About 80% of the respondents anticipated to see a deceleration in house worth progress due to persisting excessive mortgage charges, rising for-sale housing stock, and slower wage progress.

“We share our panelists’ view that house worth progress is more likely to decelerate subsequent yr, as the combo of continued elevated mortgage charges and the run-up in house costs of the previous 4 years will seemingly proceed to pressure affordability and stay an obstacle to many would-be homebuyers,” stated Palim.

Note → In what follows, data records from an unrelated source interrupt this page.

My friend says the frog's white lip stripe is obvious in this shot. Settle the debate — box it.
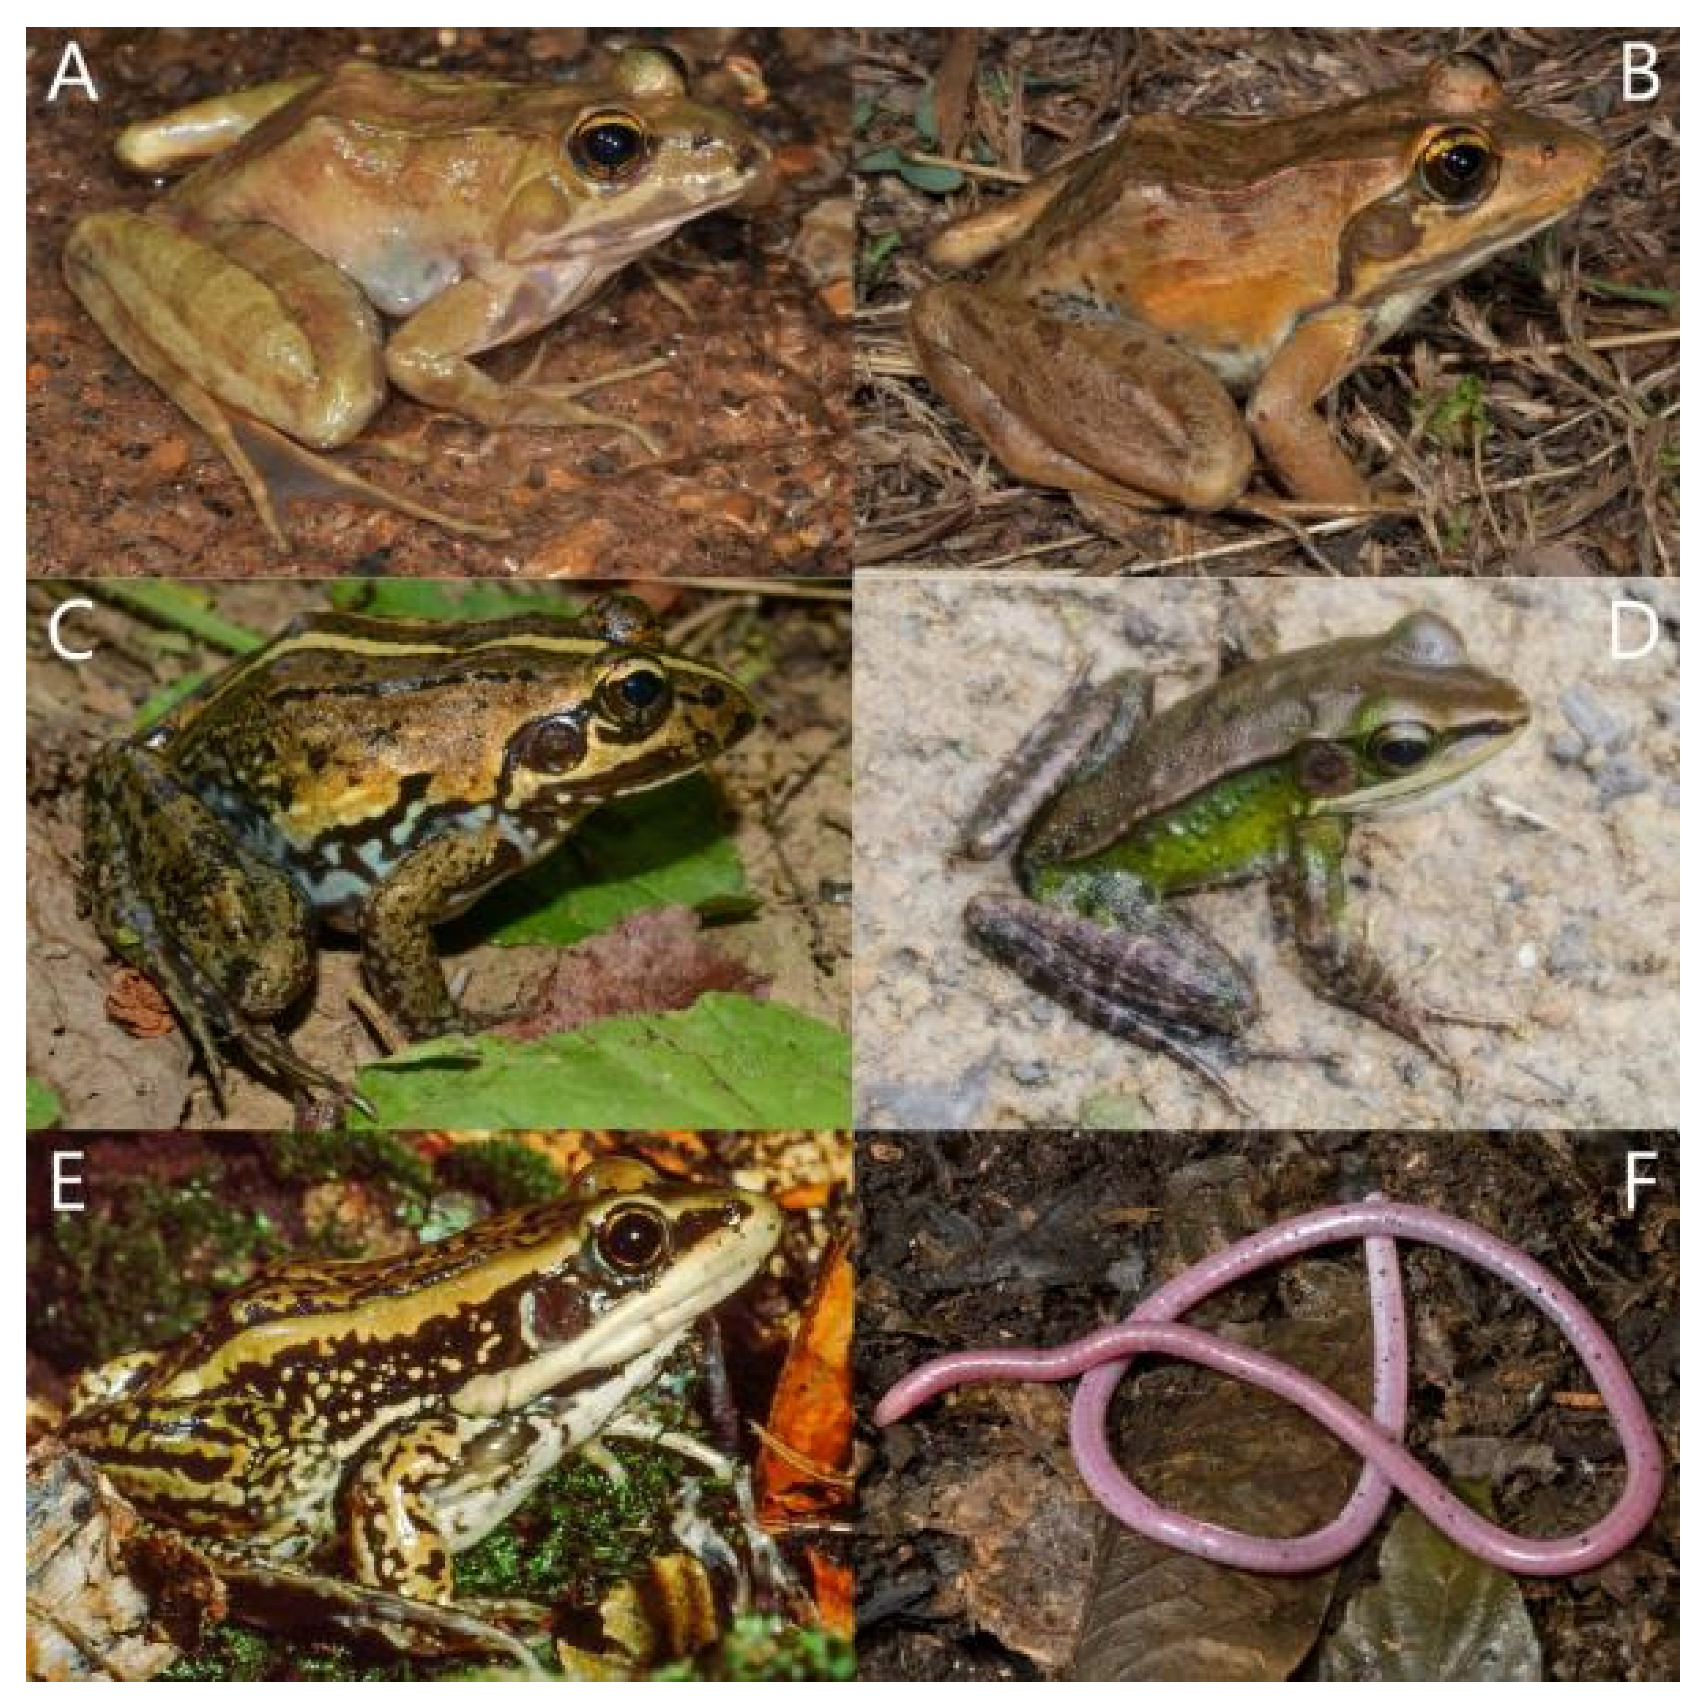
[452,1196,780,1416]
[1315,722,1525,818]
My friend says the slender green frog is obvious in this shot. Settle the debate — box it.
[959,611,1529,1104]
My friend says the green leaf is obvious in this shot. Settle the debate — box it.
[1319,1486,1541,1681]
[351,994,852,1130]
[465,775,755,950]
[325,581,590,623]
[26,1078,63,1130]
[912,80,941,147]
[860,231,902,293]
[853,146,964,195]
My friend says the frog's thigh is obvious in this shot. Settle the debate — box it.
[361,827,517,1036]
[65,210,385,448]
[84,743,315,1024]
[961,671,1155,860]
[345,1415,472,1604]
[1245,307,1372,504]
[910,282,1253,511]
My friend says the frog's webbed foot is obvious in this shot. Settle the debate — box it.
[228,414,511,546]
[465,357,671,459]
[1290,922,1465,1083]
[215,1558,546,1673]
[1071,489,1166,540]
[964,892,1255,1115]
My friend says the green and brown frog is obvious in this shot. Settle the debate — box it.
[82,593,756,1104]
[959,611,1530,1106]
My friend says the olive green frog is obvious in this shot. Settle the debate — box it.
[64,46,771,546]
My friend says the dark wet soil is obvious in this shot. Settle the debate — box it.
[27,28,851,577]
[856,1131,1678,1681]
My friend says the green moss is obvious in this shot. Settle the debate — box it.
[158,1624,276,1682]
[437,1139,564,1209]
[455,1440,717,1603]
[29,1169,280,1368]
[652,1615,855,1681]
[259,1132,434,1198]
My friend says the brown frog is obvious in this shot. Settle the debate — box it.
[64,46,771,546]
[909,53,1603,527]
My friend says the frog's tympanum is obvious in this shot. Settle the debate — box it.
[959,612,1529,1105]
[63,46,771,546]
[63,1158,782,1626]
[83,594,756,1103]
[910,54,1603,526]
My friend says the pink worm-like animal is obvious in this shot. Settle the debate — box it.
[873,1199,1664,1575]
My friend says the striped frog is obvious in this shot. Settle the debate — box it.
[83,594,756,1103]
[62,1158,782,1628]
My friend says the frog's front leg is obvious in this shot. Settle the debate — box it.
[1245,306,1374,505]
[964,877,1256,1110]
[1282,815,1452,1069]
[83,741,336,1103]
[910,283,1255,512]
[344,1415,472,1604]
[385,273,668,456]
[359,825,524,1038]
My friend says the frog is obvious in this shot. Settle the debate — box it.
[82,593,757,1106]
[957,611,1530,1107]
[908,52,1604,530]
[61,1156,783,1650]
[62,45,772,547]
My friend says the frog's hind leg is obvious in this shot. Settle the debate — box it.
[958,670,1154,860]
[64,213,503,546]
[83,742,338,1105]
[964,889,1256,1112]
[910,282,1254,513]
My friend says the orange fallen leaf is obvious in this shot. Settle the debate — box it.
[755,1233,852,1526]
[806,1549,853,1640]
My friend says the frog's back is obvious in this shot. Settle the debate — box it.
[988,82,1453,380]
[1021,638,1373,868]
[161,61,559,306]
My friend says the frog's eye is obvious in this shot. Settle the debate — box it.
[514,713,588,775]
[570,110,649,182]
[1369,721,1438,773]
[597,658,673,731]
[1418,127,1499,206]
[596,1203,671,1275]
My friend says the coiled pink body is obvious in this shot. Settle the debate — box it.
[873,1199,1664,1575]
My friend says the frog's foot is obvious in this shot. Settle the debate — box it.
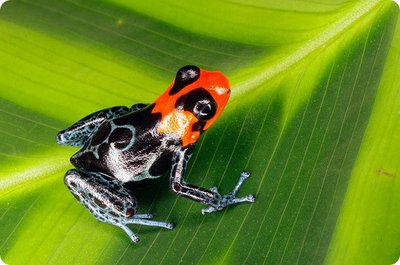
[119,215,174,243]
[202,171,256,214]
[64,169,173,243]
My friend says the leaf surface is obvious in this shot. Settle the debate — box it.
[0,0,399,264]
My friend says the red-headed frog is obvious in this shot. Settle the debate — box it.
[57,65,256,243]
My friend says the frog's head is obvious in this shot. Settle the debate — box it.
[153,65,230,146]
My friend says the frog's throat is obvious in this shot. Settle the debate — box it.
[156,110,200,146]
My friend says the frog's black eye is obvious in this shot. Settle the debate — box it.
[175,88,217,121]
[193,99,216,120]
[169,65,200,95]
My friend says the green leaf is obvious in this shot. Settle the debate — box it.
[1,0,399,264]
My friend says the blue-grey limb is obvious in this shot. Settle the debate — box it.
[170,147,256,214]
[64,169,174,243]
[56,103,147,147]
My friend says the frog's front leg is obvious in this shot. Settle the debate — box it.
[64,169,173,243]
[57,104,147,147]
[170,147,256,214]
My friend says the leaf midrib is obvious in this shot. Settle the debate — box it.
[232,0,383,99]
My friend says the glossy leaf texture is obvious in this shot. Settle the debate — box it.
[0,0,399,264]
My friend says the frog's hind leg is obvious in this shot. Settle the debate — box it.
[64,169,172,243]
[57,104,147,147]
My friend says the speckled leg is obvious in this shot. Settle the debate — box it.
[170,147,256,214]
[64,169,173,243]
[57,104,147,147]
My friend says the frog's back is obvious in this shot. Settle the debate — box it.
[70,105,179,183]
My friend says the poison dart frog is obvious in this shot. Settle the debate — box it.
[57,65,256,243]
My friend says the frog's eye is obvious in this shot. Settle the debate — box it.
[175,88,217,121]
[169,65,200,95]
[193,99,216,120]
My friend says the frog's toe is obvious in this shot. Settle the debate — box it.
[248,194,256,202]
[231,171,252,195]
[134,213,153,219]
[166,222,175,230]
[240,171,251,180]
[231,194,256,204]
[126,217,174,230]
[116,224,140,243]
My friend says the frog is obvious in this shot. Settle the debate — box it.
[56,65,256,243]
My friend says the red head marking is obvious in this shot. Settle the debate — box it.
[152,66,230,146]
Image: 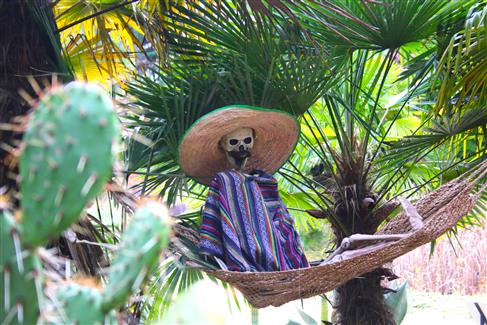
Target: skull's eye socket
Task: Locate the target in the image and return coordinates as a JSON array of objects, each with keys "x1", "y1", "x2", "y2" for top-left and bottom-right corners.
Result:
[
  {"x1": 244, "y1": 137, "x2": 252, "y2": 144},
  {"x1": 229, "y1": 139, "x2": 238, "y2": 146}
]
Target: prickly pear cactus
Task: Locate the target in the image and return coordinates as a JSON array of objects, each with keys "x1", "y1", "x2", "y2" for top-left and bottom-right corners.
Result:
[
  {"x1": 0, "y1": 210, "x2": 42, "y2": 325},
  {"x1": 1, "y1": 82, "x2": 172, "y2": 325},
  {"x1": 19, "y1": 82, "x2": 119, "y2": 247},
  {"x1": 1, "y1": 81, "x2": 120, "y2": 324},
  {"x1": 56, "y1": 202, "x2": 171, "y2": 323},
  {"x1": 56, "y1": 283, "x2": 115, "y2": 325},
  {"x1": 101, "y1": 202, "x2": 171, "y2": 311}
]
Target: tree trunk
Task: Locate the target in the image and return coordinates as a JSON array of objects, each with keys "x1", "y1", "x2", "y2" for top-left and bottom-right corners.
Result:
[
  {"x1": 0, "y1": 0, "x2": 61, "y2": 193},
  {"x1": 334, "y1": 268, "x2": 396, "y2": 325},
  {"x1": 330, "y1": 189, "x2": 397, "y2": 324}
]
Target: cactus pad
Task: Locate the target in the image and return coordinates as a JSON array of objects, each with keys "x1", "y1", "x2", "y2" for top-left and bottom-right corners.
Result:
[
  {"x1": 1, "y1": 211, "x2": 42, "y2": 325},
  {"x1": 56, "y1": 283, "x2": 113, "y2": 324},
  {"x1": 19, "y1": 82, "x2": 120, "y2": 247},
  {"x1": 101, "y1": 202, "x2": 171, "y2": 310}
]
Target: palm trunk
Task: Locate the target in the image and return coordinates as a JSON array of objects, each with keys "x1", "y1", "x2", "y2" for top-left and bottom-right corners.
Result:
[
  {"x1": 0, "y1": 0, "x2": 59, "y2": 193},
  {"x1": 334, "y1": 268, "x2": 396, "y2": 325},
  {"x1": 329, "y1": 179, "x2": 397, "y2": 324},
  {"x1": 329, "y1": 217, "x2": 397, "y2": 325}
]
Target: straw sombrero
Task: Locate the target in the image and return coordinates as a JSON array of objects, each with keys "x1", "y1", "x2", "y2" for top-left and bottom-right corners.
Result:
[{"x1": 178, "y1": 105, "x2": 299, "y2": 184}]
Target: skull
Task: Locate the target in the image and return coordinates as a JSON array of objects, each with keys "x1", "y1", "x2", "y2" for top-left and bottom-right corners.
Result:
[{"x1": 220, "y1": 127, "x2": 254, "y2": 170}]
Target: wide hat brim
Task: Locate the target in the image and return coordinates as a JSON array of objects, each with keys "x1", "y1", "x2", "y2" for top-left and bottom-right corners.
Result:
[{"x1": 178, "y1": 105, "x2": 299, "y2": 185}]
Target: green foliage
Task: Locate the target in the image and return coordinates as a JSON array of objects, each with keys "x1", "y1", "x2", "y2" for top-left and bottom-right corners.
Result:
[
  {"x1": 384, "y1": 4, "x2": 487, "y2": 177},
  {"x1": 165, "y1": 1, "x2": 342, "y2": 115},
  {"x1": 435, "y1": 3, "x2": 487, "y2": 111},
  {"x1": 19, "y1": 82, "x2": 119, "y2": 247},
  {"x1": 125, "y1": 62, "x2": 219, "y2": 202},
  {"x1": 102, "y1": 202, "x2": 171, "y2": 310}
]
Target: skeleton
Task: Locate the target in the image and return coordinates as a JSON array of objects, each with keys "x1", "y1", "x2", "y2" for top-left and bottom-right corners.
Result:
[
  {"x1": 220, "y1": 127, "x2": 254, "y2": 170},
  {"x1": 320, "y1": 197, "x2": 424, "y2": 264}
]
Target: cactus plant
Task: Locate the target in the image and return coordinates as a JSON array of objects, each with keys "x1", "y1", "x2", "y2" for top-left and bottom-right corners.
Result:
[
  {"x1": 102, "y1": 201, "x2": 170, "y2": 310},
  {"x1": 19, "y1": 82, "x2": 119, "y2": 247},
  {"x1": 56, "y1": 283, "x2": 111, "y2": 324},
  {"x1": 2, "y1": 81, "x2": 119, "y2": 324},
  {"x1": 57, "y1": 202, "x2": 171, "y2": 324},
  {"x1": 1, "y1": 210, "x2": 43, "y2": 325},
  {"x1": 0, "y1": 81, "x2": 171, "y2": 325}
]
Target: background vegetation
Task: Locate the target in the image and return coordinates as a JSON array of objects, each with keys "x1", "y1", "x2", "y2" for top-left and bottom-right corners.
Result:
[{"x1": 0, "y1": 0, "x2": 485, "y2": 324}]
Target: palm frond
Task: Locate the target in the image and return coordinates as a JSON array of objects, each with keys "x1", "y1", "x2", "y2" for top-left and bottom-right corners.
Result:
[
  {"x1": 122, "y1": 60, "x2": 223, "y2": 204},
  {"x1": 294, "y1": 0, "x2": 475, "y2": 50},
  {"x1": 434, "y1": 3, "x2": 487, "y2": 111},
  {"x1": 27, "y1": 1, "x2": 74, "y2": 80},
  {"x1": 143, "y1": 256, "x2": 205, "y2": 321},
  {"x1": 165, "y1": 1, "x2": 343, "y2": 114}
]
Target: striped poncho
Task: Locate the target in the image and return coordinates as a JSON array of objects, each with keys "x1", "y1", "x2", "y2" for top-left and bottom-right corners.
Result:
[{"x1": 199, "y1": 170, "x2": 309, "y2": 272}]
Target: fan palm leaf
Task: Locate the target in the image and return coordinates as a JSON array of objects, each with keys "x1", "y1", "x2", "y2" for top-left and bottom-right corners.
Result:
[
  {"x1": 381, "y1": 4, "x2": 487, "y2": 182},
  {"x1": 54, "y1": 0, "x2": 147, "y2": 83},
  {"x1": 435, "y1": 3, "x2": 487, "y2": 111},
  {"x1": 294, "y1": 0, "x2": 475, "y2": 50}
]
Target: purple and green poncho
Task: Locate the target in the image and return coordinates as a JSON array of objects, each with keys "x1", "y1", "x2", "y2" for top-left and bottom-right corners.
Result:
[{"x1": 199, "y1": 170, "x2": 309, "y2": 272}]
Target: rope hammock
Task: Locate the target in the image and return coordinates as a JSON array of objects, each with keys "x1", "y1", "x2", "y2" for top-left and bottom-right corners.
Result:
[{"x1": 174, "y1": 162, "x2": 486, "y2": 308}]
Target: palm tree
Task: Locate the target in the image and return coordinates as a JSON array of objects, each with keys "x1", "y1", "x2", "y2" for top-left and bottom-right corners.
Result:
[
  {"x1": 280, "y1": 1, "x2": 485, "y2": 323},
  {"x1": 123, "y1": 1, "x2": 486, "y2": 324}
]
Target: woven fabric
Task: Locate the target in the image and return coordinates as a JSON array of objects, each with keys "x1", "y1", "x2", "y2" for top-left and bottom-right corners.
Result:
[{"x1": 199, "y1": 170, "x2": 309, "y2": 272}]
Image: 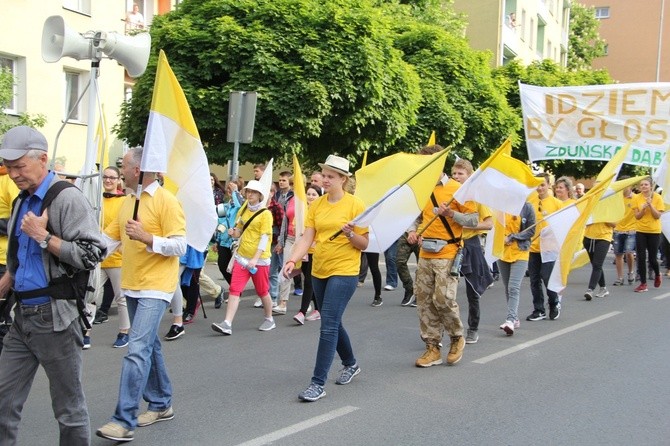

In the meantime, the remaining respondents who imagine that there will likely be quicker house worth appreciation stated that it will likely be due to robust pent-up demand from first-time consumers, continued tightening of stock of properties on the market, and easing mortgage charges.

“Though a major majority of consultants count on the nationwide house worth appreciation fee will diminish from latest ranges, the panelists’ annual common projected worth improve via 2029 remains to be properly above expectations for economy-wide inflation, suggesting that they count on affordability issues to persist properly past 2025,” stated Pulsenomics founder Terry Loebs.